一道女声从屋子里传出来,接着是一个年约五十的中年妇女走出来,头发灰白,面容慈祥却也苍老,看到吱吱的一瞬间,满眼都是疑惑。

        “妈,这是我工作那家的大小姐,”他递上手里的牛奶,并几个礼盒,“你看,这是大小姐非要让我拿给你的。”

        吱吱笑容亲切,“伯母好。”

        费妈整个人都有些局促不自在,搓着手回:“这,这太多了,不能要。”

        吱吱一点架子也没有,“无妨,一点小心意。”

        费严问出关键,“妈,张阿姨在咱家吗?大小姐来看看张姨的。”

        他口中的张姨就是姜话的亲生母亲,姜话白日里有空的时候就自己回来照顾,若是没有,会托费严的妈妈接回家照顾,防止人走丢。

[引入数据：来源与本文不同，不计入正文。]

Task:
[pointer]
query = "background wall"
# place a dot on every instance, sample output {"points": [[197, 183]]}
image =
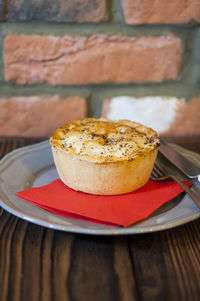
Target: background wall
{"points": [[62, 60]]}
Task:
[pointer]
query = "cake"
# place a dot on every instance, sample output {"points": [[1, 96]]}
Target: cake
{"points": [[105, 157]]}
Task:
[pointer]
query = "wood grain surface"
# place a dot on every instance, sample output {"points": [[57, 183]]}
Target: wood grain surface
{"points": [[39, 264]]}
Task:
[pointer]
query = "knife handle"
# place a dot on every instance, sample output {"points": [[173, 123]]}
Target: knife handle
{"points": [[195, 196]]}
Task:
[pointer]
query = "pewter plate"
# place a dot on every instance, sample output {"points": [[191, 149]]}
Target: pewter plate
{"points": [[33, 166]]}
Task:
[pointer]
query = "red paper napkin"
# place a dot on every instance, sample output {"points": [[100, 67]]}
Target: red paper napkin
{"points": [[117, 210]]}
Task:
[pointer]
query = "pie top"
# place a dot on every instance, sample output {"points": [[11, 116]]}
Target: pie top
{"points": [[101, 140]]}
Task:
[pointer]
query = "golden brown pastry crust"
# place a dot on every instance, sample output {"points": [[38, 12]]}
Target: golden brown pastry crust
{"points": [[104, 157]]}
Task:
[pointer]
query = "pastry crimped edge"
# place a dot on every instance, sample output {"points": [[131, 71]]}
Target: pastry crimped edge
{"points": [[105, 177]]}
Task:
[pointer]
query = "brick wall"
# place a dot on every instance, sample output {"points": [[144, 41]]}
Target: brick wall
{"points": [[64, 60]]}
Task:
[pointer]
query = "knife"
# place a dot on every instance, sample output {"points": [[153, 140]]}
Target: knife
{"points": [[186, 166]]}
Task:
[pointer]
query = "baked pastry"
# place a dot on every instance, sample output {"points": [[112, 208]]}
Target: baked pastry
{"points": [[101, 156]]}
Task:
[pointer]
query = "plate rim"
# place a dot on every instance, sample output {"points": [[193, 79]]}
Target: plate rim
{"points": [[15, 154]]}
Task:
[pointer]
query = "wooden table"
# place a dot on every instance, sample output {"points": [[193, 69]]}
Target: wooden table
{"points": [[46, 265]]}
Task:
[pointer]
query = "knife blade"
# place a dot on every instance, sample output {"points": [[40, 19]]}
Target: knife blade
{"points": [[186, 166]]}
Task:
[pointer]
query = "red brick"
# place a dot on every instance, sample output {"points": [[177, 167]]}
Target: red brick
{"points": [[161, 11], [57, 11], [174, 118], [38, 116], [96, 59]]}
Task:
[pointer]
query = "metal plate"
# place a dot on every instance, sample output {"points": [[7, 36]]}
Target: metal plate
{"points": [[33, 166]]}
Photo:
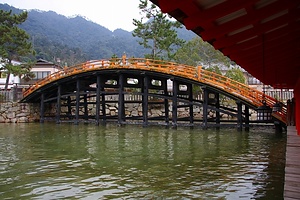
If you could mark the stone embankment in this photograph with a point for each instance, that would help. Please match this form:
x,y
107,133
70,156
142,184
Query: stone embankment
x,y
13,112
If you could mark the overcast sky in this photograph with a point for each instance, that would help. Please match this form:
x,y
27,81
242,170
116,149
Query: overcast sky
x,y
111,14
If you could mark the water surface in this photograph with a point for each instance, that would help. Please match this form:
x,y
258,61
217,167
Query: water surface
x,y
49,161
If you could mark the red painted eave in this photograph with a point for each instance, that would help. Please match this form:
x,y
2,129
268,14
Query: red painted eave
x,y
262,36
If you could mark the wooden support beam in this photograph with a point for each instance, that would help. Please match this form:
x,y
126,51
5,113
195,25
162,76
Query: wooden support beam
x,y
98,100
239,116
121,106
58,104
145,91
247,115
77,102
42,108
69,114
85,103
191,106
174,103
217,97
166,102
205,106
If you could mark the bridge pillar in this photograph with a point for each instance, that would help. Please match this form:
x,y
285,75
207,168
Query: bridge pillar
x,y
247,115
174,103
145,91
239,116
69,114
42,108
191,106
166,102
85,103
77,102
205,106
217,104
98,100
58,104
121,106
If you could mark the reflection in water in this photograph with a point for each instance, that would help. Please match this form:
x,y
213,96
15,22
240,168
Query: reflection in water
x,y
49,161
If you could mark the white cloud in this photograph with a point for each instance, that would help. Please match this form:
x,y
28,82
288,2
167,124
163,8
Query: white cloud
x,y
111,14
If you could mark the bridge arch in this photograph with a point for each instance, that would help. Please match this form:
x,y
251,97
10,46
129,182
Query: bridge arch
x,y
91,83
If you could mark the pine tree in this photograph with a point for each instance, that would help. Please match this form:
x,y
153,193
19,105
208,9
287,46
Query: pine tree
x,y
14,45
157,33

        费妈指着西梢间一间房门,“在这呢。”

        吱吱跟着走进去,看见一个眼神呆滞无神,半靠在床头的女子,头发也是灰白色,但梳理的整整齐齐的,一身灰色素衣干干净净,并没有一个长期生病人常见的邋遢,甚至没有一丝异味。

        可见,姜话的确把他的母亲照顾的很好。